Le sanctuaire du Schimmelrain étaient desservi par des religieux dont l'humble demeure se trouvait non loin de là, près d'une source au fond d'un vallon solitaire.

Cet endroit est appelé "Bruderhaus" (ermitage)

La chronique nous rapporte que vers 1300, l'ermitage était habité par trois frères qui passaient leur vie dans la prière, l'abstinence et le mortification.

Comme ils étaient très estimés à l'abbaye de Murbach, il advint que les moines leur envoyèrent à la veille du Carême, du poisson qui leur était resté. Pendant toute la période de jeûne on ne vit pas les ermites. La population et surtout les habitants en furent intrigués.

Après de longues hésitations et tandis que circulaient déjà diverses rumeurs, on décida enfin de pénétrer dans l'ermitage. Ceci se passait le Jeudi Saint.
Les plus hardis enfoncèrent la porte et chacun se précipita à la suite pour savoir ce qu'étaient devenus les frères charitables. On les trouva couchés sur leur tables , plongés dans un profond sommeil. Mais les provisions dont leur avaient fait présent les moines de Murbach étaient intactes.
A leur réveil les ermites se jetèrent à genoux et passèrent le reste de la journée à louer le Seigneur.

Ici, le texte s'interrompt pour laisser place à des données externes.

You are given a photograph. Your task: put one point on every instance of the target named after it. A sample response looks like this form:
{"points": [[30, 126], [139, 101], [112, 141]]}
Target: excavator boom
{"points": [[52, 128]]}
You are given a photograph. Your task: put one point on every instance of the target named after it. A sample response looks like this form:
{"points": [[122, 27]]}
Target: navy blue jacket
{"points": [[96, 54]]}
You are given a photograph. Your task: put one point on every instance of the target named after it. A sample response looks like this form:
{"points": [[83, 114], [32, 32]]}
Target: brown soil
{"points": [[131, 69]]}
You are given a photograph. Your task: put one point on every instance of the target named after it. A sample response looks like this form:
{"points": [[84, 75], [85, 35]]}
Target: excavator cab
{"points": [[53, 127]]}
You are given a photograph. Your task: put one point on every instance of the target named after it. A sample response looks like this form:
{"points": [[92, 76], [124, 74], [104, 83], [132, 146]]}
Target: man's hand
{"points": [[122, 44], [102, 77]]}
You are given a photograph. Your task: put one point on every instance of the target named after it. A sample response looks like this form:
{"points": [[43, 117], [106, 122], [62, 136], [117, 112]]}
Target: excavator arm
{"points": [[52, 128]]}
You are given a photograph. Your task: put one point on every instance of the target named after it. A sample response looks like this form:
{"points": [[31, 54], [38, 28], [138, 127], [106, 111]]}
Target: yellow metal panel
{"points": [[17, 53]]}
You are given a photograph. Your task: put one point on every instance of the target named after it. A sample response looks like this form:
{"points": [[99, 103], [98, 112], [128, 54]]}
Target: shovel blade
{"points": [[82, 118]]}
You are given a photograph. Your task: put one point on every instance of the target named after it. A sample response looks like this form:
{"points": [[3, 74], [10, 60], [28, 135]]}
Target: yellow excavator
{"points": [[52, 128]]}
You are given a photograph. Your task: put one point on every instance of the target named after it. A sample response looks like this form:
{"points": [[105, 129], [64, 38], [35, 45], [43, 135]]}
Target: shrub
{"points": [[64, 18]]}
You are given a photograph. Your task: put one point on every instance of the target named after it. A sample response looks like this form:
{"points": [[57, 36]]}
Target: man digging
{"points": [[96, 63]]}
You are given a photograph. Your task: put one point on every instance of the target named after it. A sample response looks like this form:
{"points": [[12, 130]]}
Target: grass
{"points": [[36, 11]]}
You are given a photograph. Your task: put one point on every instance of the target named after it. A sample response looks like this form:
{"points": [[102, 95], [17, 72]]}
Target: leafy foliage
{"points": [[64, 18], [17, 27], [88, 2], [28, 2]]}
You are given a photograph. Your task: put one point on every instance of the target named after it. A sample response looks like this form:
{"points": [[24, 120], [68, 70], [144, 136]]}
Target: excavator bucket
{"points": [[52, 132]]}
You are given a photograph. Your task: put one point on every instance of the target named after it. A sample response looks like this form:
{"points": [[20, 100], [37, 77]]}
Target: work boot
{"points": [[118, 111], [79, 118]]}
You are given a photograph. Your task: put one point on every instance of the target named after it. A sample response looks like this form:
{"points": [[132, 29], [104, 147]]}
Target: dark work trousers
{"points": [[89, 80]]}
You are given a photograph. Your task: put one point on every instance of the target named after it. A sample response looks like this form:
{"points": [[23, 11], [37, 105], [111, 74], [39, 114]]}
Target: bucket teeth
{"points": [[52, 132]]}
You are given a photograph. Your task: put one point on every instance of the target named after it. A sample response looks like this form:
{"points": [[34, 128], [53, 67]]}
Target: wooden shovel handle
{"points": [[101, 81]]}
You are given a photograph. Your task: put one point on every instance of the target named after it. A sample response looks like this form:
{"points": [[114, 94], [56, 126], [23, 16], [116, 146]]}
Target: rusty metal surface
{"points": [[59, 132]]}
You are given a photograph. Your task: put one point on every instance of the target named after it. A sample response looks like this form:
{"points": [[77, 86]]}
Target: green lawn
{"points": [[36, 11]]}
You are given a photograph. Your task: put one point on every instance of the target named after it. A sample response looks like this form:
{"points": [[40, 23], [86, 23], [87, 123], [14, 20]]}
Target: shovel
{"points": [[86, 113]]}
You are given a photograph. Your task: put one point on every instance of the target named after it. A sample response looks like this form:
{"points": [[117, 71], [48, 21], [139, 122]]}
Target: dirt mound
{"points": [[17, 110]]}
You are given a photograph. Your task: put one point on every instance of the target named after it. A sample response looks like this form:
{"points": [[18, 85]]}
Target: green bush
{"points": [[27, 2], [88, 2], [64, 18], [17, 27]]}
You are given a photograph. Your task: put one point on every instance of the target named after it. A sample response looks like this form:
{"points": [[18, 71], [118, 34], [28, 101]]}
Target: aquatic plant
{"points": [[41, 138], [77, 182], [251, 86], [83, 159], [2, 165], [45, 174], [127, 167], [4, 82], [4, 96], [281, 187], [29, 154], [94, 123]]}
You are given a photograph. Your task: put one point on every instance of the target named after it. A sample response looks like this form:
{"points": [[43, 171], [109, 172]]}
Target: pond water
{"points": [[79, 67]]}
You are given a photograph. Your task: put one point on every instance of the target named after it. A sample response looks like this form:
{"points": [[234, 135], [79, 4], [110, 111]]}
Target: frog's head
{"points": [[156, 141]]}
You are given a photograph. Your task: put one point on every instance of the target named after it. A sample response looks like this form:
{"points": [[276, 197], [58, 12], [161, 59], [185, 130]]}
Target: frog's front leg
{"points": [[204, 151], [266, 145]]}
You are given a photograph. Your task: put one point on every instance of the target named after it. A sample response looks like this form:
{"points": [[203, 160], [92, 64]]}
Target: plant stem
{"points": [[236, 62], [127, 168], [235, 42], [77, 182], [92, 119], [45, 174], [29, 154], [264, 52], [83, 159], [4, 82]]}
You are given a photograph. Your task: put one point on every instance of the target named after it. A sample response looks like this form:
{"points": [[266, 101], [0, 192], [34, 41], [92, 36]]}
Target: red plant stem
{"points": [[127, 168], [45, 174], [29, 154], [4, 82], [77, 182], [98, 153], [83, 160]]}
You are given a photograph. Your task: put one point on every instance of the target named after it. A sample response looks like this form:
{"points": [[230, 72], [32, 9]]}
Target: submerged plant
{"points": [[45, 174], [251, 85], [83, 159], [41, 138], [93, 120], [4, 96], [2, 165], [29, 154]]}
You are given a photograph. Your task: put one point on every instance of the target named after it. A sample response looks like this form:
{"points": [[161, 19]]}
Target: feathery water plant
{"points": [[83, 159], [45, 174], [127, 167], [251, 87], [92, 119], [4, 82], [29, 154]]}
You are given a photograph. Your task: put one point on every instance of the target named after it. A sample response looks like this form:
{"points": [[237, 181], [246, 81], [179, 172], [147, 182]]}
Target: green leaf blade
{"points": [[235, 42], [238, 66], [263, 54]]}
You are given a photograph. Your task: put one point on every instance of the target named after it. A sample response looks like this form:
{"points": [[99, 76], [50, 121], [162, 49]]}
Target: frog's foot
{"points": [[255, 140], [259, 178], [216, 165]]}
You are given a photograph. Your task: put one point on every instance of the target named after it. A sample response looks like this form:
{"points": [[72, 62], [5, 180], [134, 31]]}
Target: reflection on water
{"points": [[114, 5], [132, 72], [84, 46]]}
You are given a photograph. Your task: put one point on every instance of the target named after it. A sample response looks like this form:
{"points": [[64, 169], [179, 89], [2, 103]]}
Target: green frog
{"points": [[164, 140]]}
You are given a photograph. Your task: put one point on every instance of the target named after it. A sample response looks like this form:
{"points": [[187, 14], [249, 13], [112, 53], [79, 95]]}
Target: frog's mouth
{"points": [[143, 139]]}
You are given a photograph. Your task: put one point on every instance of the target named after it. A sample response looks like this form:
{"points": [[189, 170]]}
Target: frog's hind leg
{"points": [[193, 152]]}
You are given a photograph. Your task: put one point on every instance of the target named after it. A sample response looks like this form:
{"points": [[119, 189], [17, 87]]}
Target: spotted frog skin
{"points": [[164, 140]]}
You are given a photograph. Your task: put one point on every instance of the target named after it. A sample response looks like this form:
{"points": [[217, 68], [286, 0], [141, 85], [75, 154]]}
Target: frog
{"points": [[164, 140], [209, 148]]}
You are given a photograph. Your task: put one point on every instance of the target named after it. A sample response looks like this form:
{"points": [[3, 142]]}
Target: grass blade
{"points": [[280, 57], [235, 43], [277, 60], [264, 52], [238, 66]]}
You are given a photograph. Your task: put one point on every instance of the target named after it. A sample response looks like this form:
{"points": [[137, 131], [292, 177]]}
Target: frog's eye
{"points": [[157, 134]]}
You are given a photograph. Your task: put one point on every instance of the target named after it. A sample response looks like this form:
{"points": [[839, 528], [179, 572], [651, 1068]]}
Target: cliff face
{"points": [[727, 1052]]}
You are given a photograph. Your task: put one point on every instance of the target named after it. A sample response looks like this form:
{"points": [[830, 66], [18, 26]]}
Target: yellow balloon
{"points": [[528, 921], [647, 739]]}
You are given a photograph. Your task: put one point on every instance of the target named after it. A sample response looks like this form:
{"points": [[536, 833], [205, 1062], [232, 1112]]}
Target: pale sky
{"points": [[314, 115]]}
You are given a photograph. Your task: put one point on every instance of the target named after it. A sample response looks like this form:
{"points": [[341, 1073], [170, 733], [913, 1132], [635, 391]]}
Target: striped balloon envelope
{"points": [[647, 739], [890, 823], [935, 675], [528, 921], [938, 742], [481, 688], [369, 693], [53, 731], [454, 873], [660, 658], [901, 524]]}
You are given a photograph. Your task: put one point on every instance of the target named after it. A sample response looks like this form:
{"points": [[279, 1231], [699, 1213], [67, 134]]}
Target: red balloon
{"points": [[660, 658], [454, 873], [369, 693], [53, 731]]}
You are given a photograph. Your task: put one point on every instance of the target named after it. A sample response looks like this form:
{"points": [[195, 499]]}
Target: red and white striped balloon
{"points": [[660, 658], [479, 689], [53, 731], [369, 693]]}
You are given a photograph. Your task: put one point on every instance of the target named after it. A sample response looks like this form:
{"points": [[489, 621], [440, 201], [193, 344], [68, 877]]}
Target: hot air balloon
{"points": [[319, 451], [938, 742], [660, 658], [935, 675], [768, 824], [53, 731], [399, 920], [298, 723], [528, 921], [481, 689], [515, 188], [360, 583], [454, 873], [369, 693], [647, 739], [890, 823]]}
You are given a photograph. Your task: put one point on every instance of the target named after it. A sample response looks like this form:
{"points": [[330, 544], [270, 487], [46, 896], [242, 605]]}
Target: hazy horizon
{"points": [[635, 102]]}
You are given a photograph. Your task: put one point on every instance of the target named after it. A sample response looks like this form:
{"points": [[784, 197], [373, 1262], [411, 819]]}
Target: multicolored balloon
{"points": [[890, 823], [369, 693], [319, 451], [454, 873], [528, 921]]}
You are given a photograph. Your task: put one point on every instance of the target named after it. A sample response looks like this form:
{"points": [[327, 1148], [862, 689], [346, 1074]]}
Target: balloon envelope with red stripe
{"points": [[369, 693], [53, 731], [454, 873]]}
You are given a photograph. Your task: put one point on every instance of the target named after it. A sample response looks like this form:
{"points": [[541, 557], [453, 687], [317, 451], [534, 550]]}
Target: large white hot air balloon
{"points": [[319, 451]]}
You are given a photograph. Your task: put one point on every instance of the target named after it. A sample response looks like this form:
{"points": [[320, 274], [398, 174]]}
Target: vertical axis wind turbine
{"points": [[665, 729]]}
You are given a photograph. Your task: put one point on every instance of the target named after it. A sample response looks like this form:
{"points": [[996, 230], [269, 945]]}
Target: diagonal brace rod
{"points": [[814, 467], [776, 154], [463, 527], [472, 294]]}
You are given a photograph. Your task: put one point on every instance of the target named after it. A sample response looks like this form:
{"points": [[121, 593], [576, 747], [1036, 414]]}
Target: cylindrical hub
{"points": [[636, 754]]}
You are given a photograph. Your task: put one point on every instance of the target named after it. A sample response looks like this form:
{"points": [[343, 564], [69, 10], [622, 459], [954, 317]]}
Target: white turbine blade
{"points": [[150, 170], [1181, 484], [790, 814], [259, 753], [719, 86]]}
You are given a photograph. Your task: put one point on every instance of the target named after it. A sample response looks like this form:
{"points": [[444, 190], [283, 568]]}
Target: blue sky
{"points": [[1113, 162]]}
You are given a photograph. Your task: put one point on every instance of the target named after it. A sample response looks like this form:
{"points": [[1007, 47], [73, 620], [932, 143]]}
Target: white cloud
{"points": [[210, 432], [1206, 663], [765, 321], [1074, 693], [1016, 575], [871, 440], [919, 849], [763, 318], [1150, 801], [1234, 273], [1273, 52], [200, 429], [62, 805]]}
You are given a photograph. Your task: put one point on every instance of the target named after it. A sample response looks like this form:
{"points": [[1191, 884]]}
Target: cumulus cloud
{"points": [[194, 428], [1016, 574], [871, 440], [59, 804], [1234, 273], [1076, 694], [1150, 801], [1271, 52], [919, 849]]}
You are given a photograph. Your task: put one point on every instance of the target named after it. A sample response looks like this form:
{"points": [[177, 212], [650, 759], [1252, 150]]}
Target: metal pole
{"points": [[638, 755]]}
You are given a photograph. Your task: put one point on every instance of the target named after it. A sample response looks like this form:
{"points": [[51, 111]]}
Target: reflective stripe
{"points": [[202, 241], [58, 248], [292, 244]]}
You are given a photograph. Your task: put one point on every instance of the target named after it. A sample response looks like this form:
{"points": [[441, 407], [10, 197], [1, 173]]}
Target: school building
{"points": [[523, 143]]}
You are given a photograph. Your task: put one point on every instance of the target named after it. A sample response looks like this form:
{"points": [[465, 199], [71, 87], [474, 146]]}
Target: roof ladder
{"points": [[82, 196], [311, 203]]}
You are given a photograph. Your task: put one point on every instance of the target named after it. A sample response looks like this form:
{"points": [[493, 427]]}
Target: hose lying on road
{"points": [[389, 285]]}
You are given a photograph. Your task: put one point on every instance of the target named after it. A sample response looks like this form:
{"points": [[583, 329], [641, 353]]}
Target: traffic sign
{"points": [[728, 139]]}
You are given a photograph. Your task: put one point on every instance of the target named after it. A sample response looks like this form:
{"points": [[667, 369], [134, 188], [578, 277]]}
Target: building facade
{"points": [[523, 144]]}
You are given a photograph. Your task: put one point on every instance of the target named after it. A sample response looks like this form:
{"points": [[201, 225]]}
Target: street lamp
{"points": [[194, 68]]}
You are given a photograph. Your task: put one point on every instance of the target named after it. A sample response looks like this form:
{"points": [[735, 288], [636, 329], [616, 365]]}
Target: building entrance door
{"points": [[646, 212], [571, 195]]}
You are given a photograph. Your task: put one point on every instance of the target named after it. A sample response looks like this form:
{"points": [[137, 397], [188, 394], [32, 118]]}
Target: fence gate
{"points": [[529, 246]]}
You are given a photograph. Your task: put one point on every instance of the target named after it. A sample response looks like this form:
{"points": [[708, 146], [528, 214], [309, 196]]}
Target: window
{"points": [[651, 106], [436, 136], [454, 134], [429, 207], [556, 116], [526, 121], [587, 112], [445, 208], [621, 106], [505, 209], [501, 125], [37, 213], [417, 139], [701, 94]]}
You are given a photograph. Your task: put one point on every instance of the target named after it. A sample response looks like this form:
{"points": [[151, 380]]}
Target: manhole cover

Me lendemain, un violent orage éclata brusquement, menaçant de détruire toutes les récoltes de la vallée. Devant ce danger, les frères supplièrent Dieu de détourner le malheur. Le Très-Haut entendit leurs prières. Le vent, la grêle, la pluie cessèrent aussitôt et le soleil se mit à réchauffer la terre nourricière.
Une croix de fer et une source - leur source - perpétuent le souvenir des ermites.